Scheme 4: the DC and tumor lysate or the DC is directly mixed with tumor neogenetic antigen peptide for culture, so that the DC is loaded with the tumor neogenetic antigen peptide, DC vaccine is prepared according to the method, then the vaccine is inoculated into PBMC or TILs initial T cells, the PBMC or TILS can be partially differentiated into tumor specific T cells through stimulation of the DC vaccine, and then stimulators such as magnetic beads coupled with anti-CD3/CD28 antibodies are added for indiscriminate amplification of the existing T cells. The DC loaded with tumor neoantigen is used as DC vaccine, and a vaccine stimulation step is added before the magnetic bead nonspecific amplification step. In the final T cell product, the proportion of the tumor specific T cells is obviously improved, and the specificity is enhanced.
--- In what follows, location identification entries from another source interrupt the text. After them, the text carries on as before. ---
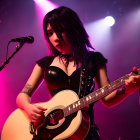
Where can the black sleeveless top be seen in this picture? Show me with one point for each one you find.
(56, 79)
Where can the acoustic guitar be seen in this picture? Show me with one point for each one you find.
(64, 119)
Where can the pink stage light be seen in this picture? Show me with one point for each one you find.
(45, 5)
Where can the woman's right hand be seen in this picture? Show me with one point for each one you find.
(35, 113)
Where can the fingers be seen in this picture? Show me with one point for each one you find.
(37, 113)
(132, 84)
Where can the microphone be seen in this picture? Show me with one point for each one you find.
(28, 39)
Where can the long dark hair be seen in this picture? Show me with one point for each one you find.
(64, 19)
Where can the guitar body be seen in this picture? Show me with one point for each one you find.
(72, 127)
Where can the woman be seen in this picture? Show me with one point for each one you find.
(69, 57)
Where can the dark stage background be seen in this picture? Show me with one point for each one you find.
(120, 44)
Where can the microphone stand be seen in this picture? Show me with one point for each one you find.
(18, 47)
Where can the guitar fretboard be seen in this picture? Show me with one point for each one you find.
(98, 94)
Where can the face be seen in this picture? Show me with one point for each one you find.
(62, 46)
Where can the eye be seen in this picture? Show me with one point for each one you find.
(50, 33)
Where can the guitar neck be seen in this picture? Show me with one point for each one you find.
(98, 94)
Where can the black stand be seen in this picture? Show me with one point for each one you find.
(18, 47)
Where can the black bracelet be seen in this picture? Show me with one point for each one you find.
(121, 91)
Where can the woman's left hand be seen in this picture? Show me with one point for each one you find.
(132, 84)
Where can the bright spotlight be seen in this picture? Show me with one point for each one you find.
(109, 21)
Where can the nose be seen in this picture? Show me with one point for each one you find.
(55, 37)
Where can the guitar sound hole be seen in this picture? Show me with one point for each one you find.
(54, 117)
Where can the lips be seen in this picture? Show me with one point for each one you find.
(59, 45)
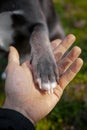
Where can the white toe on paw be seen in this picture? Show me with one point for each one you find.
(3, 75)
(46, 86)
(53, 85)
(39, 83)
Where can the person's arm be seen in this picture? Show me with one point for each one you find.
(23, 96)
(13, 120)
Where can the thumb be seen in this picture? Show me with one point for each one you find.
(13, 57)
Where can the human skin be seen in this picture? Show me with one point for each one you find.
(24, 96)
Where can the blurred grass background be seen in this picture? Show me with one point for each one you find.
(71, 112)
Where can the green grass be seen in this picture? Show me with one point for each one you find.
(71, 112)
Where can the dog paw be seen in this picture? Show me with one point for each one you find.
(45, 72)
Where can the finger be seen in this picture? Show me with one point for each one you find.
(63, 47)
(13, 56)
(55, 43)
(69, 59)
(70, 73)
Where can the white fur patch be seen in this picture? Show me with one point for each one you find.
(47, 86)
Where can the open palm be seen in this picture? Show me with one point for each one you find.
(21, 92)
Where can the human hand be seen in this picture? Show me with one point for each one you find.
(24, 96)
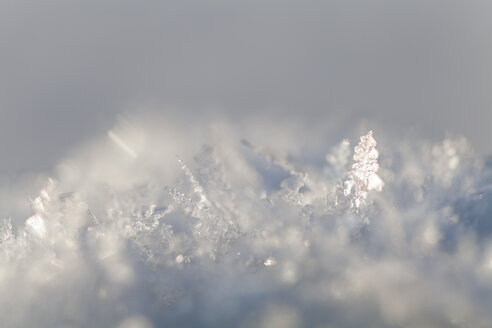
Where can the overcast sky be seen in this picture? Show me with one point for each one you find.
(67, 68)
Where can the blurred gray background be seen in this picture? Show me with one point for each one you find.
(67, 68)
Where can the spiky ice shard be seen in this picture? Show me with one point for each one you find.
(363, 177)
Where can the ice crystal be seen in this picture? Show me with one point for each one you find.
(363, 177)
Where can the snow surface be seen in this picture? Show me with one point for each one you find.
(156, 227)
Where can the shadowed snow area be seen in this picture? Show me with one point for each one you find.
(160, 224)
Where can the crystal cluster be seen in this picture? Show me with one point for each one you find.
(363, 176)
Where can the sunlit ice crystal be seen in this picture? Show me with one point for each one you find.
(36, 224)
(363, 178)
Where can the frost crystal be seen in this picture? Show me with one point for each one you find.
(363, 177)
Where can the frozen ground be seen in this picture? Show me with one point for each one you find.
(249, 225)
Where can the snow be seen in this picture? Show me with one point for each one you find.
(230, 233)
Scheme 5: using the TILs method, firstly taking out tumor tissues from a patient body, culturing the TILs and the tumor tissues together, adding cytokines such as IL-2 and the like to activate T cells and kill the tumor cells by the T cells, finally leading the tumor cells to die gradually, culturing the remaining T cells with the tumor specific killing effect, and then returning the patient. This approach increases the number of tumor-specific T cells and removes them from the tumor-suppressed environment. The method is applied to melanoma patients at first, T cells derived from TILs are amplified, and the final result shows that the objective response rate is about 50%.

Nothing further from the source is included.